By Sander Lutz
4 min read
It was a big year in crypto for free money. Across blockchain networks, many projects and protocols attempted to weather the enduring bear market by handing out bags upon bags of free, native tokens to loyal users via airdrops.
All in all, this year’s 50 biggest airdrops distributed some $4.56 billion worth of free tokens to crypto and decentralized finance (DeFi) users, according to analysis by CoinGecko.
Here’s a look at the 2023 airdrops that clocked in at the top of the list, based on the peak value of each token over the course of this year.
Handily taking gold this year was Ethereum scaler Arbitrum’s massive launch of its native governance token, ARB.
In March, Arbitrum rolled out ARB with airdrops that initially infused projects and DAOs built on the layer-2 network with hundreds of millions of dollars worth of free tokens. Projects that benefited from those first airdrops included Treasure DAO, SushiSwap, Dopex, Radiant, Balancer, and Uniswap.
Those airdrops handed out almost $2 billion worth of ARB tokens to Arbitrum projects and community members—a whopping sum. And the gambit appeared to pay off: total value locked (TVL) on the network has almost doubled since the airdrops began, to $2.5 billion at writing, according to DeFi Llama.
Further boosting that value has been ARB’s recent price gains. After debuting at $1.35 in March, ARB dropped to under a dollar, before riding a recent wave of increasing prices for Ethereum layer-2 tokens. ARB currently stands at $1.48, per CoinGecko.
Many airdrops generated excitement across the crypto sector this year. Only one reshaped the NFT industry overnight.
Blur, the upstart Ethereum NFT marketplace, rocked the NFT ecosystem late last year by promising users gamified benefits based on transaction volume and eliminating creator fees—a once-mandatory tax that guaranteed NFT creators a slice of all secondary sales.
When Blur’s hotly anticipated first airdrop to traders launched in February, some users—mostly those who traded the same NFTs over and over and over again, to boost their stats—claimed over $1 million worth of tokens apiece. A second airdrop in November gifted users as much as $8.4 million worth of BLUR.
All told, the project doled out $818 million worth of tokens to users in 2023. And while much of the activity those airdrops rewarded appear to be due to what some would call wash trading, or trades made simply to boost their rewards, the seismic impact of Blur’s airdrop can hardly be understated.
By February, Blur rode momentum from its airdrops to overtake OpenSea—the reigning, once-untouchable leader for NFT trades, which has since faced brutal downsizing. Now, creator fees—once a bedrock of the NFT ecosystem—are an endangered species.
Despite a rather lackluster start for Celestia’s airdrop in late October—during which the modular blockchain’s native token, TIA, went unclaimed by the majority of potential recipients, and the network lagged in activity—TIA has since enjoyed an incredible rally in value.
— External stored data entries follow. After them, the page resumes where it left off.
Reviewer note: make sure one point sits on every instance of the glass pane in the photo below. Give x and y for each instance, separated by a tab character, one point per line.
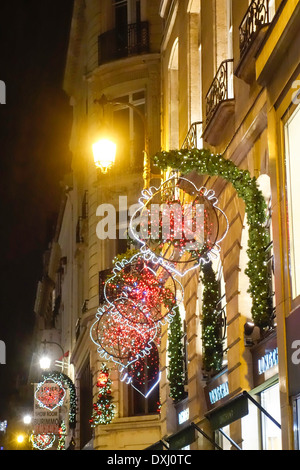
271	434
250	433
292	142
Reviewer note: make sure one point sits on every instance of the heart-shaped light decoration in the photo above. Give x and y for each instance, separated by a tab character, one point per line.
50	394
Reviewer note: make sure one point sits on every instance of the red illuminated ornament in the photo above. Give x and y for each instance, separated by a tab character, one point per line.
152	290
102	379
119	340
50	394
42	441
178	233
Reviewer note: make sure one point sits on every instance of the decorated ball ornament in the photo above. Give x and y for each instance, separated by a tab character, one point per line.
178	233
42	441
150	288
102	379
119	340
50	394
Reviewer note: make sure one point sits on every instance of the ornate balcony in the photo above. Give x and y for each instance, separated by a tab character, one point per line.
112	45
252	31
193	138
219	103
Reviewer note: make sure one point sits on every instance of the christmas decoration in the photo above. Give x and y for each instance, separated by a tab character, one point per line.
67	383
62	437
50	394
167	227
104	409
204	162
149	287
118	339
211	322
42	441
176	359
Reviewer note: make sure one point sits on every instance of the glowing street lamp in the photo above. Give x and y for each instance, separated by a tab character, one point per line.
45	362
104	154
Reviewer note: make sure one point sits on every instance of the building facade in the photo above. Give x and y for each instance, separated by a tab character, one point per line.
219	75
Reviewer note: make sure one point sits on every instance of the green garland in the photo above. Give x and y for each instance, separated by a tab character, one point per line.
211	335
176	358
103	409
206	163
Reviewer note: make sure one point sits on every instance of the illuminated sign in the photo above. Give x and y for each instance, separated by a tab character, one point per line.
216	394
183	416
2	353
268	361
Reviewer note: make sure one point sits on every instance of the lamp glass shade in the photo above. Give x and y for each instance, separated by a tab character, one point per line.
45	362
104	154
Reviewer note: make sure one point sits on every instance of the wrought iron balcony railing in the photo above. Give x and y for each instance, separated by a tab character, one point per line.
112	45
193	139
221	89
257	16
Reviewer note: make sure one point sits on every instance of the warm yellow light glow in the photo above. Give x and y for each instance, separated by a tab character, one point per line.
104	154
20	438
45	362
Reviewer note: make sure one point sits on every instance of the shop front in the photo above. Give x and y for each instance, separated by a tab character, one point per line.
293	356
258	410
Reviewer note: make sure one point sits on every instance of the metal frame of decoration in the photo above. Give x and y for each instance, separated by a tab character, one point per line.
122	265
110	310
57	382
38	442
149	255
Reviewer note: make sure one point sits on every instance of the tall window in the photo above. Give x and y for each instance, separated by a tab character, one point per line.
130	132
292	141
173	104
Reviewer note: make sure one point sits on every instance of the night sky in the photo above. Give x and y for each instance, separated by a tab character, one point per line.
35	129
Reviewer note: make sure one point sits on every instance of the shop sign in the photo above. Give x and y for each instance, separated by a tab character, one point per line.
217	391
183	416
265	360
293	351
45	421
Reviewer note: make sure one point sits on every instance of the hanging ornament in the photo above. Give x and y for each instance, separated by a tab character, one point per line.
178	230
151	288
119	340
42	441
50	394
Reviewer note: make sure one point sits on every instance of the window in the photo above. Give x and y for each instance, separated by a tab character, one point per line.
130	132
292	141
145	378
296	406
271	435
258	430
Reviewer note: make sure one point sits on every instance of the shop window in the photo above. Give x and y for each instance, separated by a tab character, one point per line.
292	141
296	406
259	432
271	434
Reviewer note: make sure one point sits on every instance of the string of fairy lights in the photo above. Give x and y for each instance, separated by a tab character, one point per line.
144	290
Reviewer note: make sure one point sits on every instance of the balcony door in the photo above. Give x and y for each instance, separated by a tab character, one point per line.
127	12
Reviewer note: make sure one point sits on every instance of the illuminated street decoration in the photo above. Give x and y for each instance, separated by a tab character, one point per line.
104	409
42	441
50	394
151	288
182	233
118	339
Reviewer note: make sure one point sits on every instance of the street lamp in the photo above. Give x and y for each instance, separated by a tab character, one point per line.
104	152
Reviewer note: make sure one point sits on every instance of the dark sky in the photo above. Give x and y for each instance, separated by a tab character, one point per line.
35	127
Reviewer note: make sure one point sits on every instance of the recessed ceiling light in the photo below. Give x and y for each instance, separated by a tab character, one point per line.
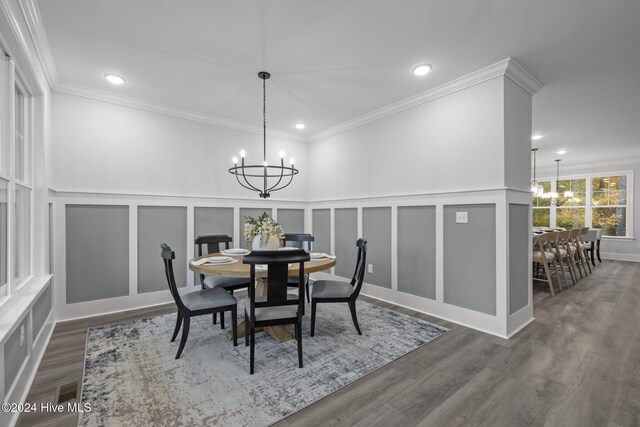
422	69
113	79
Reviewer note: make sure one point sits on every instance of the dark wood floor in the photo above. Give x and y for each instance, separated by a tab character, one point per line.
578	364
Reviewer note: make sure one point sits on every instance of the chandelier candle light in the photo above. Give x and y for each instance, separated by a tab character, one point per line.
554	196
536	188
263	178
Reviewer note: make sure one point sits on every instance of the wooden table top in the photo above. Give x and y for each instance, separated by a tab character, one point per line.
239	269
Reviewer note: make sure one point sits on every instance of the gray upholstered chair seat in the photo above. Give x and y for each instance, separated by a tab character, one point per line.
537	257
331	289
294	279
207	298
224	282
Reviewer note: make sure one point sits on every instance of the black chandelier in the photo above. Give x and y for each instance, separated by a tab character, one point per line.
267	178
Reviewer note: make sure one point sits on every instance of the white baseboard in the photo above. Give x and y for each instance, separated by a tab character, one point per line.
24	380
620	257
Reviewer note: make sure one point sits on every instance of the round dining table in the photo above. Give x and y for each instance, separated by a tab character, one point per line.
238	269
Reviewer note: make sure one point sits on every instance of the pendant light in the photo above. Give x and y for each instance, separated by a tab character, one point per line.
536	189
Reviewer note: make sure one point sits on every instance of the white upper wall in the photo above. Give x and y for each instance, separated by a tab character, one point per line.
452	143
102	147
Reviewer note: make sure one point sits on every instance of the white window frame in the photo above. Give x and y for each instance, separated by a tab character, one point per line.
10	79
588	220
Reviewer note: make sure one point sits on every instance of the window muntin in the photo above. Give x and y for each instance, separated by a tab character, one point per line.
22	234
4	210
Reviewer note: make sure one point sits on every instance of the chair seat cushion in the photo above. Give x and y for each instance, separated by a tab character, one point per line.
537	257
293	280
331	289
208	298
225	282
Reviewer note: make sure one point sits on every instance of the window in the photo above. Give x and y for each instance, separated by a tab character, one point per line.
3	240
16	191
609	204
572	196
593	201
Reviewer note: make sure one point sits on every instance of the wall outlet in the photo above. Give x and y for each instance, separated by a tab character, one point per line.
462	217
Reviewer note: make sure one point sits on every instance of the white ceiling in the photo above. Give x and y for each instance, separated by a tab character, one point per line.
334	60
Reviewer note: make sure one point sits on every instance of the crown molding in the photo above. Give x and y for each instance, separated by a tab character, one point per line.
31	57
508	67
126	101
522	78
33	18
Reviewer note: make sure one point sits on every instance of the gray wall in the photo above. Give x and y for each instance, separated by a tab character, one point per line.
292	220
244	212
97	251
41	310
417	251
376	229
321	224
156	225
14	355
213	221
518	257
470	258
346	234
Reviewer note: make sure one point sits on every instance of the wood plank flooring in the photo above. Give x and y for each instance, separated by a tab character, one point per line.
578	364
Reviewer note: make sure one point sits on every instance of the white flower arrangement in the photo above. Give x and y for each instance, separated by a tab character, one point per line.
264	226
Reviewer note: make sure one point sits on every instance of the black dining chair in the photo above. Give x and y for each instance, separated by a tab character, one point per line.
302	241
214	243
197	303
328	291
277	307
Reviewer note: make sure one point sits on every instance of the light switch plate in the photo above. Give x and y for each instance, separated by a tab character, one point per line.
462	218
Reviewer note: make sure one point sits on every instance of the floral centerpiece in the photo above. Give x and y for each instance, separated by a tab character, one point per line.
263	232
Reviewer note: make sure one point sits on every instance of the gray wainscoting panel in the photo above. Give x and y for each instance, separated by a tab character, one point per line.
376	229
97	250
346	234
213	221
321	223
41	310
156	225
518	257
14	354
245	212
470	258
417	250
292	220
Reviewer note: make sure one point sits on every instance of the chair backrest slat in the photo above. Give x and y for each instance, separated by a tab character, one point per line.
358	274
167	257
212	243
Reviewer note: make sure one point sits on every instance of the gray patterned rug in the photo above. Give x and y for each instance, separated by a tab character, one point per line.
131	377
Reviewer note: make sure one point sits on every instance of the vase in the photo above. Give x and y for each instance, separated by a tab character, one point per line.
272	244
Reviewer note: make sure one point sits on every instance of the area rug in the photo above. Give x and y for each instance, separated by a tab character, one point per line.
131	377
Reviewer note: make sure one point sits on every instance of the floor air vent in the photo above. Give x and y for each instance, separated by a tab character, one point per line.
67	392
The token launched on October 31 at a price of $2.18, according to CoinGecko. Over the following weeks, TIA’s price doubled to $4.00, then sprinted past $6.00, $8.00, and $10.00—to its current, remarkable price of $12.83. It even popped past $15 on Christmas Eve.
Those compounding gains have shot TIA’s market cap up to $1.88 billion in less than two months, and gifted Celestia airdrop recipients one of the best returns of the year—despite the fact that the Celestia network’s actual usership still remains fairly anemic.
The top Solana airdrop of the year came earlier this month, courtesy of DeFi platform Jito. Weeks prior, the project announced its plans to debut a native governance token, JTO, sparking a frenzy of anticipation in the momentum-gaining Solana ecosystem.
When the airdrop finally launched on December 7, users rushed to claim the 90 million JTO tokens up for grabs—grabbing $225 million worth in the first day. That collective value has jumped as high as $312 million to date at peak price. The Solana DeFi token has remained fairly consistent in price since launching at $2.49—sitting at $2.46 at writing.